IFRS 11 - Accounting for interests in joint operations structured through separate vehicles

Date recorded:

In September 2013, The IASB discussed the accounting for joint operators in their separate IFRS financial statements for an interest in a joint operation that is housed in a separate entity. This was in response to a request from a national standard-setter (the ‘NSS’) to review how such investments are reported in the separate IFRS-financial statements of the joint operator. The IASB asked the staff to undertake additional consultations to identify real life examples of difficulties in practice to help the IASB to assess the magnitude of accounting issues in the separate IFRS-financial statements of the joint operator. This should include a consultation with the Committee.

The NSS thinks that joint operators should account, in their separate IFRS-financial statements, for their interests in joint operations that are housed in separate vehicles (whose legal form confers separation between the parties and the vehicle) in the same way as for their interests in subsidiaries.

The NSS noted that IFRS 11 and IAS 27 are inconsistent. IFRS 11 requires a party to a joint arrangement to account for its interest in a joint operation based on its share of assets, liabilities, revenue and expenses that are held or incurred jointly.

IAS 27 requires that a parent accounts for its interests in subsidiaries at cost or at fair value in accordance with IFRS 9.

View 1 is that a joint operator accounts for any interest in the equity of an entity that houses a joint operation measuring that investment at cost, fair value or using the equity method i.e. the interest is accounted for as an investment in an entity.

View 2 is that the joint operator accounts for its share in the assets held by the separate vehicle that houses the joint operation or in the liabilities incurred by it i.e. the consolidated financial statements are the same as those with the individual financial statements. This forms View 2.

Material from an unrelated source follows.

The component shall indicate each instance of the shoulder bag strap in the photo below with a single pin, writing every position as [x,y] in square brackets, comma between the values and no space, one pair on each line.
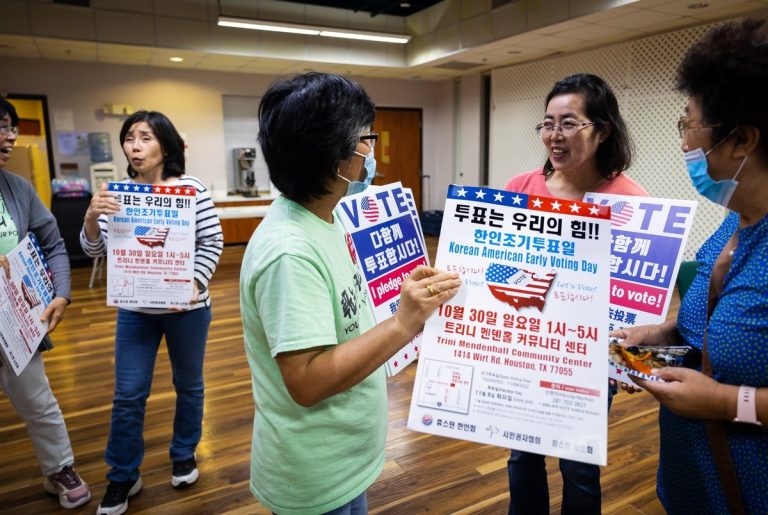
[718,441]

Staff asked the Committee the following three questions:

  1. Is the accounting for interests in joint operations that are structured through separate vehicles in separate IFRS-financial statements (expected to be) a prevalent issue in practice?
  2. What are your views on the two different readings of IFRS 11 (View 1, and View 2) what observations did you make with respect to these two different readings?
  3. What are the examples from practice in which preparers face difficulties in applying IFRS 11 to the accounting for interest in joint arrangements that are structured through a separate vehicle?

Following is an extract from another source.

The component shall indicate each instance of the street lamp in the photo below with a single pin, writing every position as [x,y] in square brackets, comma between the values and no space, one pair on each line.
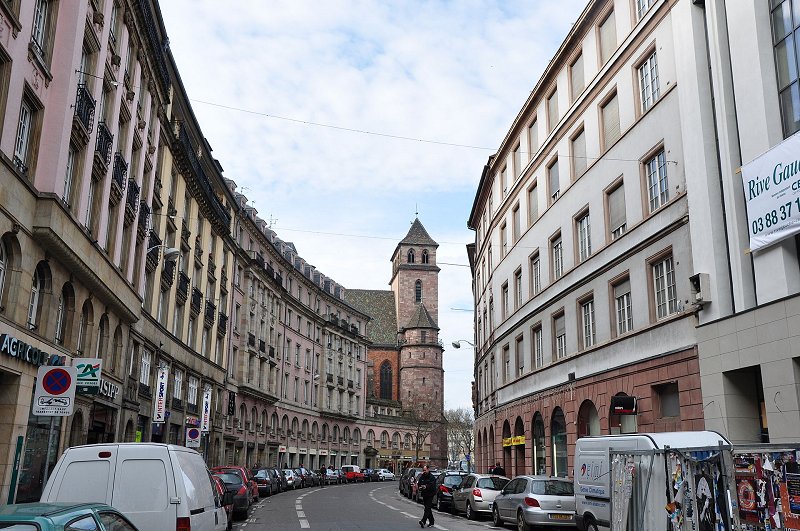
[457,344]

A member started by saying that the issue is around measurement of revenue, expenses, assets and liabilities. There is no conflict between IAS 27 in the separate and consolidated financial statements.

Another member added that this is a real issue in practice which is especially prevalent in the UK. There is a conflict between the two standards and clarification is required to determine which standard to apply. IFRS 11 looks at the direct assets an entity has rights to and the obligations it is responsible for. Whereas IAS 27 focuses on the shares an entity holds. If IFRS 11 is followed then the treatment in the consolidated and separate financial statements should be the same.

A member said the correct treatment is to show the share of assets and liabilities for a joint operation only when the entity has enforceable rights and liabilities. There should not be a different accounting treatment in the separate financial statements and the consolidated financial statements.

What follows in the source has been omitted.